MBAs are always a challenge, doubly so when most of it is mediated by Zoom, due to the COVID-19 pandemic. Adding to the challenge was the fact that for the first year much of Whiffin’s cohort, including himself, was spread out around the globe. “For some of my early groups I was in the UK, others were in Canada, South Africa, Kazakhstan, Iran, Kenya, all over the world,” he says. “Trying to navigate and collaborate on things in a virtual space that we weren’t used to across 12 or 14 time zones made the first year of my MBA quite a challenge.”
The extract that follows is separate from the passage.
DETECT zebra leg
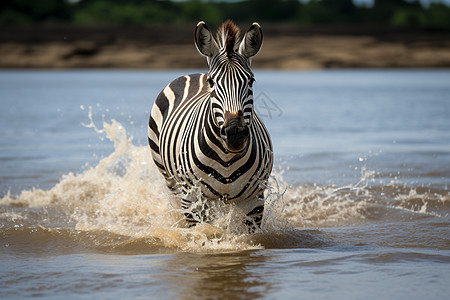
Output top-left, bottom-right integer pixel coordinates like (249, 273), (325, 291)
(245, 196), (265, 233)
(181, 198), (198, 227)
(181, 198), (209, 227)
He made the most of it, making the extra effort required to engage with his new comrades digitally and even co-captaining a squad for the modified MBA Games. While it was his responsibility help guide his all-star team through challenges like case competitions, a photo safari, team spirit challenges, he definitely did not do it alone. “A huge shout-out to co-captains Jarred, Janelle, Rachel and Aida for their tireless work, the best part of the experience was just how close it brought me to my cohort,” he says. “Our success at the MBA games also wouldn’t have been possible without the incredible support of Arjun Batta, Shelly Graham and Lesley McKay.”
He eventually made it to Vancouver and he is graduating, in person, in June 2022. Recently hired as a senior consultant specializing in change management at EY, Whiffin credits the support he received from faculty and staff for allowing him to take the next step in his career. “The change management module really sparked my interest, but it was faculty mentors and the career management centre that really helped guide me down my new career path,” he says. “I had a number of different coffee chats with various professors who had worked in the industry and had a business mentor through the career management centre which gave me the ability to speak to somebody and work through what a day in the life of that role looked like.”
Now that he’s here and settling into his new role, Whiffin is finding the time to explore the local trails and reengage with old hobbies. “I like to camp, ski, and play golf,” he says. “I liked to mountain bike as a kid, but I’ve just re-engaged with it after something like a 15-year hiatus.”
Looking back at his time with SFU Beedie, Whiffin emphasizes the value of making the best of a situation. “Try and learn from every situation, no matter how frustrating at the time,” he says. “Learning remotely for the first year due to the pandemic was a huge challenge and deprived us of many of the face-to-face interactions and networking that the MBA is renowned for – but it did give us the perfect training for working remotely and this will be an important skill for the working world moving forward. And don’t forget to use the power of your cohort. I found lifelong friends and mentors in this program, and I learnt just as much from those around me as I did from the courses.”